Do you have to travel much concerning your book(s)?
I haven't flown since 1998 due to an overwhelming fear of heights that makes me certain my plane will crash. I also avoid escalators, open canyons, and high heels. I do get into cars from time to time and take long trips. I know this is silly because the odds of dying in a car crash are infinitely higher than dying on a plane, but phobias don't care about data, do they?

Who designed the covers?
Streetlight Graphics is doing my cover, and I can't wait to see it. Just a few weeks away now.

What was the hardest part of writing your book?
The hardest part of writing any book is just making yourself sit down and do it. Finding the inspiration and letting it take you down whatever path it feels like taking you. For me, I have to be in a good mood to write funny. Being sad is detrimental to the process. But luckily, I'm a fairly happy person. I try to see the positive in everything.

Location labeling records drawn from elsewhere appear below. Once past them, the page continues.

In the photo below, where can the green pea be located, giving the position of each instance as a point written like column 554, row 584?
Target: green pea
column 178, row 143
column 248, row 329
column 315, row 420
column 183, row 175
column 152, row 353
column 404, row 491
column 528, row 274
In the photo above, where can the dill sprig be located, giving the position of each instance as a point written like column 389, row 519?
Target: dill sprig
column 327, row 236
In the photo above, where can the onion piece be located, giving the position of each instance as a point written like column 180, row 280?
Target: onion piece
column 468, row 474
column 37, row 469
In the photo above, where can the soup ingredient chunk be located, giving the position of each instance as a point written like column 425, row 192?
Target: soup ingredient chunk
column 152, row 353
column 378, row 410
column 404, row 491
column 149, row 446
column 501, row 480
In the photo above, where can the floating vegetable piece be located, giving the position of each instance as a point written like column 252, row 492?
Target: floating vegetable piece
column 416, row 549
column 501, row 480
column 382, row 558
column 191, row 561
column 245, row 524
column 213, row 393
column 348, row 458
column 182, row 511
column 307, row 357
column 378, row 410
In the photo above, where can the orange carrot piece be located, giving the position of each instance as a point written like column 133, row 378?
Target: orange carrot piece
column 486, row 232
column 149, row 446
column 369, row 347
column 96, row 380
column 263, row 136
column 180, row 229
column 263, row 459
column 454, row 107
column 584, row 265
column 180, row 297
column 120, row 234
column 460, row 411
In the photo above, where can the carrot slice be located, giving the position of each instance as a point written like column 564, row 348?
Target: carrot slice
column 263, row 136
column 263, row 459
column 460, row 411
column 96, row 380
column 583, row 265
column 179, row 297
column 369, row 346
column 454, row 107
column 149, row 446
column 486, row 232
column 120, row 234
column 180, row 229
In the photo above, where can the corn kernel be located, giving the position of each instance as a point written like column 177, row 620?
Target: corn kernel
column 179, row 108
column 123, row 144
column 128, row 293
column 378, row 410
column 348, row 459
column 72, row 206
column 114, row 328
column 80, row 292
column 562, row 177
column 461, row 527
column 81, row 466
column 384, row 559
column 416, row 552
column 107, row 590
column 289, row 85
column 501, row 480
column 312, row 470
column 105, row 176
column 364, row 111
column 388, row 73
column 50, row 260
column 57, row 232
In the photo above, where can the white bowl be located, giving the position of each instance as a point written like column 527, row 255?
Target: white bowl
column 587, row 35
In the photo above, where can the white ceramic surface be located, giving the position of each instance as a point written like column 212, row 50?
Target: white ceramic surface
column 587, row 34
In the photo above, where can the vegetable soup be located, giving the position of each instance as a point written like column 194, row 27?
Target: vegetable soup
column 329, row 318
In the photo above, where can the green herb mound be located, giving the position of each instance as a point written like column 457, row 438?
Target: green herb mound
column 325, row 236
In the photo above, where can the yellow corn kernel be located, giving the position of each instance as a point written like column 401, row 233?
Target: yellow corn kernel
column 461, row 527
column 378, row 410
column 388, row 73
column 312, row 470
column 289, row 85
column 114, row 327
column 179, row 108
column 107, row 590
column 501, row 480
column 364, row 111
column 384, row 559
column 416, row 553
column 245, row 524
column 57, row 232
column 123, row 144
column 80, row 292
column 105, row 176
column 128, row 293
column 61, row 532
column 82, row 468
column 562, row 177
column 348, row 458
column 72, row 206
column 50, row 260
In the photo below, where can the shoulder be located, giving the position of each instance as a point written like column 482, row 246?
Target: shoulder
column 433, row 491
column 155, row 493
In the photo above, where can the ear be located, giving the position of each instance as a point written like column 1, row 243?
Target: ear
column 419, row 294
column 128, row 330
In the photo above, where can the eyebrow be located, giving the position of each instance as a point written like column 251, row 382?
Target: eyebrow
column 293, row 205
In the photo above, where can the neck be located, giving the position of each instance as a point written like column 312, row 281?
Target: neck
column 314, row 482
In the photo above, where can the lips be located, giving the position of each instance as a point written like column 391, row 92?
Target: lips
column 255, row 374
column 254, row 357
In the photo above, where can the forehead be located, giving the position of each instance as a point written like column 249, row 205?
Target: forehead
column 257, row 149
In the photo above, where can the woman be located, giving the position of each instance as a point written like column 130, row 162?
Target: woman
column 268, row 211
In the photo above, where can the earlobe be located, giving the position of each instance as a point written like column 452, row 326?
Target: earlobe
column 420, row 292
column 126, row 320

Did you learn anything from writing your book and what was it?
I learned that people have no idea what really goes on inside a bank. We really did talk about inappropriate stuff (sometimes just out of earshot of the customers) and went out for drinks almost every Friday night.

Do you have any advice for other writers?
I'll give you the same advice my dad gave me, what seems like, a million years ago. Writers write. That's what we do. If you want to be a writer, sit your ass down at a computer, or a notebook, or a damn napkin and start writing. That's it. Just write something.

Do you have anything specific that you want to say to your readers?
Let me entertain you. Just hop on and enjoy the ride. I'm writing this stuff for you. Without you, it's just a bunch of words on a page.